Details of what the bill would cost remain in discussions. “There’s a lot of concern as to how we would fund it and what it would mean for businesses currently,” said a congressional aide working on the legislation.

In Hewitt’s assessment, SBA is better positioned to take on the task. SBA is “experienced in running all these programs for a very long time,” she said.

Another reason some favor SBA is distrust over how VA has run its verification program.

“They’re as bad of an enemy to veterans as anyone,” Hesser said.

Hesser said he thinks if the bill passes, it will do so in a different form from how it was introduced. He added the veterans organizations, including his own, support verfiication.

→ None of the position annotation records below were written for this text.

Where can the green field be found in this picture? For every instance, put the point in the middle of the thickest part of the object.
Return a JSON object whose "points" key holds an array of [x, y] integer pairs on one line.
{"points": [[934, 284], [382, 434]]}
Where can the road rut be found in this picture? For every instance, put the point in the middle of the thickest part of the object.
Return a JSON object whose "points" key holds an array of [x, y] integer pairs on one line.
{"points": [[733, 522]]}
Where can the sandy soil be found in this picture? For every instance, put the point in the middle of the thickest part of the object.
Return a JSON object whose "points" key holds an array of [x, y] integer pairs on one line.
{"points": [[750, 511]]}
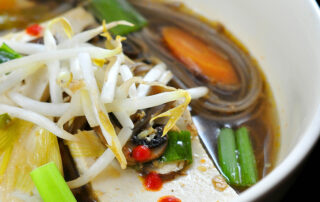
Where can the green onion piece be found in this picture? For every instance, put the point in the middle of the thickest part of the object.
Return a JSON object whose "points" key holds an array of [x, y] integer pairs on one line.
{"points": [[113, 10], [249, 175], [6, 53], [227, 156], [51, 185], [4, 120], [179, 147]]}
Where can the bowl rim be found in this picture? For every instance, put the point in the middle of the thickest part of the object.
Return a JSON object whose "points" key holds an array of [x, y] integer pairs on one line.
{"points": [[296, 156]]}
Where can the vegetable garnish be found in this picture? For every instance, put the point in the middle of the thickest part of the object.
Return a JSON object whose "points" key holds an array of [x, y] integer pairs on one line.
{"points": [[112, 10], [249, 175], [179, 147], [6, 53], [28, 147], [153, 181], [84, 81], [141, 153], [34, 30], [50, 184], [198, 57], [227, 156], [236, 157]]}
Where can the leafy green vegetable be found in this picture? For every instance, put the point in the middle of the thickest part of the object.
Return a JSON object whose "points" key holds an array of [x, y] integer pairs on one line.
{"points": [[249, 174], [50, 184], [6, 53], [227, 156], [113, 10], [179, 147], [4, 120]]}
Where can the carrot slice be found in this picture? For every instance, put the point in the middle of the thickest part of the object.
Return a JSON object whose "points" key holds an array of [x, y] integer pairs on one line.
{"points": [[198, 57]]}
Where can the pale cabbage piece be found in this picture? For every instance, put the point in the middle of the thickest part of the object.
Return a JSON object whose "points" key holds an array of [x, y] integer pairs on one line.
{"points": [[199, 184]]}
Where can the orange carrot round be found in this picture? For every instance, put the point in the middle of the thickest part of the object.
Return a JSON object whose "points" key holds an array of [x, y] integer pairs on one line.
{"points": [[199, 57]]}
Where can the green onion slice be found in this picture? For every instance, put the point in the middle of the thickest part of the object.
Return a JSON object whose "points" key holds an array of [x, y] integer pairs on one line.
{"points": [[113, 10], [179, 147], [6, 53]]}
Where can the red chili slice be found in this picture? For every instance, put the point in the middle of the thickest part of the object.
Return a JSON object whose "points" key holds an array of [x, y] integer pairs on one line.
{"points": [[169, 199], [141, 153], [153, 182], [34, 30]]}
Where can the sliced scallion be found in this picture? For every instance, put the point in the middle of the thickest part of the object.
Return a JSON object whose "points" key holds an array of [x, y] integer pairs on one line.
{"points": [[227, 156], [113, 10], [247, 160], [179, 147], [6, 53]]}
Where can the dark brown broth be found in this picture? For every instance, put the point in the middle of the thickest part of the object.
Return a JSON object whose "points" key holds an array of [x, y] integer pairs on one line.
{"points": [[263, 123]]}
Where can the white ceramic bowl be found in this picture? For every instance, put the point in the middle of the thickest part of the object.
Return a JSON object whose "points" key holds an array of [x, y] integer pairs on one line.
{"points": [[284, 37]]}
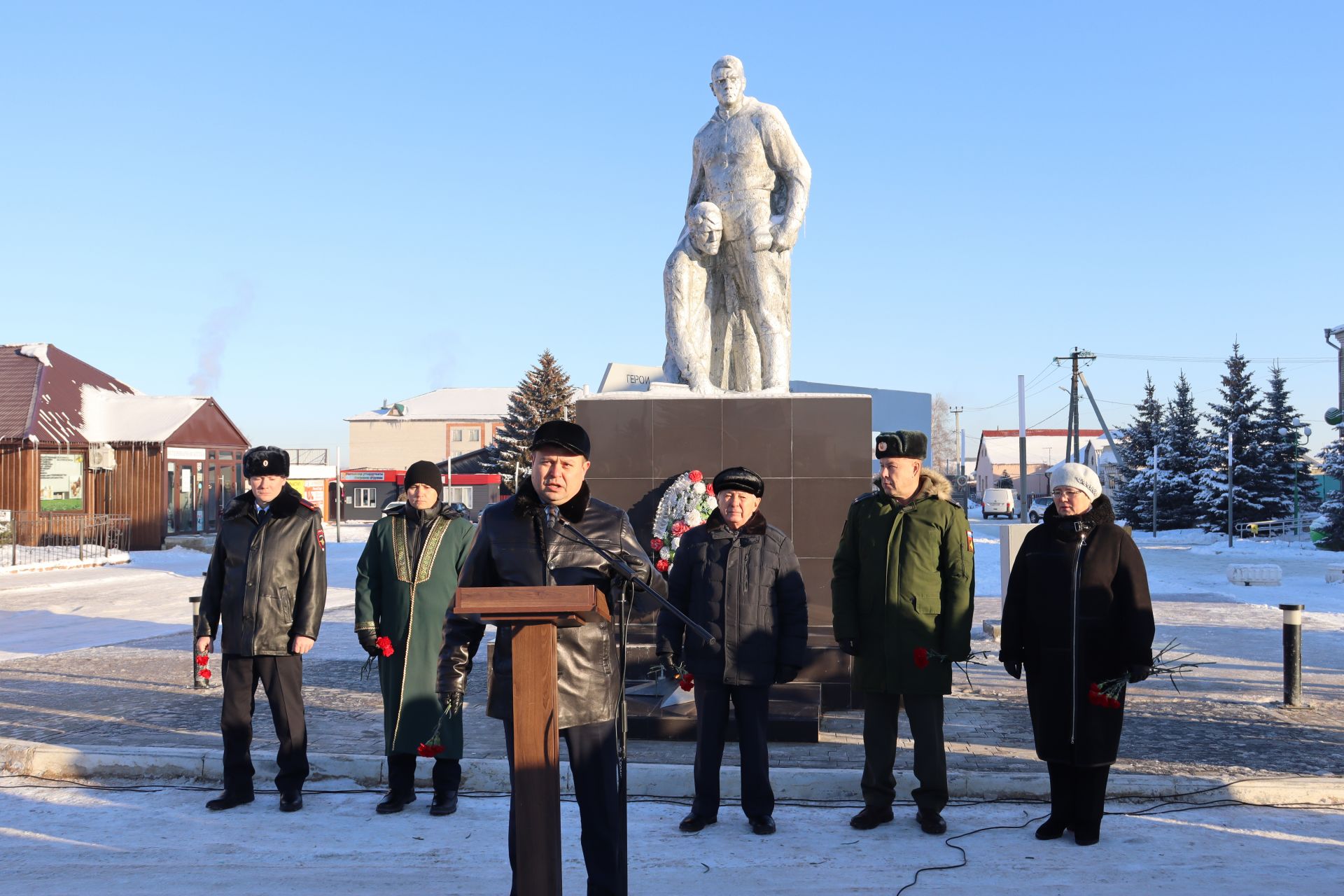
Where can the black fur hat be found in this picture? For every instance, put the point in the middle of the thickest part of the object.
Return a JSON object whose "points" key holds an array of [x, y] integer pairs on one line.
{"points": [[911, 444], [265, 460], [739, 479]]}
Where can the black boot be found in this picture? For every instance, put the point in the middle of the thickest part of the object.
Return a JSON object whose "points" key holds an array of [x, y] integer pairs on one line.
{"points": [[401, 783], [448, 777]]}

“We want it to work. We just put our trust in people before and we ain’t going to do it again. … We now want it to be done correctly or we don’t want it done at all,” Hesser said.

If S.633 does pass as it is written now, the responsibility of verifying veteran- owner status would fall into VA’s hands. VA is now determining what it will take to expand its verification governmentwide, Leney said.

“We have an interest in supporting veterans, and enabling veteran businesses to demonstrate they are able to add value of the work of the department. That’s our focus and should the mission be expanded, the VA will be ready, willing and able to handle it,” Leney said.

But Wolford said she’s worried a verification system that is “so dysfunctional” would only disqualify more eligible veteran-owned businesses if expanded.

“It would just be beyond tragic,” she said.